During the product design, the HF release effects on MEMS layers must be considered. In fact, buried polysilicon must be large enough to prevent the interconnected structures to be fragile, typically at least 30 μm. In addition, the release holes density in the epitaxial polysilicon layer must ensure the full removal of the sacrificial oxide layer without inducing a large overhang on polysilicon “wings”; typically, 5 micron distance between neighboring release hole is applied.

The constrains described above translate into a limitation in the device shrinkage both for the space needed to design the buried interconnects and for the lower mass density on the inertial sensor device induced by the high release holes density.

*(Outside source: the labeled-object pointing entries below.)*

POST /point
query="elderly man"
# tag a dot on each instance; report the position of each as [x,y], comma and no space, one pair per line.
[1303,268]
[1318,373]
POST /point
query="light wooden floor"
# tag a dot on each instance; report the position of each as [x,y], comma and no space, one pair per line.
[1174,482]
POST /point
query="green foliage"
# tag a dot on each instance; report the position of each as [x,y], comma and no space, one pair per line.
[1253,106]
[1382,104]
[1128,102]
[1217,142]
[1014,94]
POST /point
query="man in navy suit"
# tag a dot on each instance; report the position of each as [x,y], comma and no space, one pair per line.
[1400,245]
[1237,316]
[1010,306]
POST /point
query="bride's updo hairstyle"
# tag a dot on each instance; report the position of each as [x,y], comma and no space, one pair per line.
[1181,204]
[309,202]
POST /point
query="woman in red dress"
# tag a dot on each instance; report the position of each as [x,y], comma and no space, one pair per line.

To overcome these limitations and to boost the shrinkage of THELMA MEMS products, a process option of the THELMA technology platform was developed under the name of THELMA-PRO. In this technology, an HF-resistant protective coating layer is deposited on top of the permanent oxide before the polysilicon interconnects deposition. The first result of this layer introduction is the removal of the polysilicon “wings”. Figure 13.34 shows an SEM cross-section of a THELMA-PRO sensor product after HF release.

Fig. 13.34
figure 34

SEM cross-section of a THELMA-PRO device after HF release: no underetch below polysilicon is present

Due to “wings” removal, polysilicon interconnects width is no more affected by considerations related to the HF release process. In addition, longer HF release steps can be implemented and release holes distance on the inertial mass can be increased, resulting in a higher sensor mass density versus standard THELMA technology. Typically, in THELMA-PRO polysilicon interconnects, width can be reduced to few micron and release holes distance is increased from 2 to 3 times the values used for standard THELMA. Figure 13.35 shows a comparison between the release holes densities of two THELMA and a THELMA-PRO product and the SEM top pictures of two gyroscopes manufactured by these technologies.

Fig. 13.35
figure 35

THELMA and THELMA-PRO release hole densities

The combined effect is a 30% area shrinkage on product die thanks to the reduction of the space required from interconnects and from the inertial mass.

THELMA-PRO technology is currently used in high-volume production on both accelerometers and gyroscopes for consumer, industrial, and automotive markets. Die area shrinkage has been the key driver for THELMA-PRO introduction on consumer products. Polysilicon “wings” removal and the consequent improvement of the device mechanical robustness have been the driver for THELMA-PRO adoption also for the automotive market and in general to those applications where robustness to high-g mechanical shocks is required.

5 Conclusions

Thanks to dedicated MEMS technologies and evolving design principles, MEMS inertial sensors have dramatically improved in the last decade in terms of accuracy, quality and reliability, and cost.

At the beginning of MEMS accelerometer era, MEMS sensors were available only with very limited full-scale, bulky packages and power consumption in the mW region. Nowadays low-power accelerometers for consumer and wearable electronics applications offer state-of-art power consumption in appealing small packages, with good noise and accuracy.

The evolution of MEMS gyroscopes has followed a similar path, increasing the number of available sense axis from 1 to 3 and further decreasing size and power consumption. The further improvements of MEMS gyroscopes will proceed in strong reduction of power consumption to enable low-power applications and further improvement of gyroscope performances to enable high-value applications.

The key recipe for such roadmap is the evolution of technology capability in terms of reduced process variability and improved process architectures toward complete 3D structures, and the parallel evolution of better modeling of physical phenomena at a smaller accuracy scale.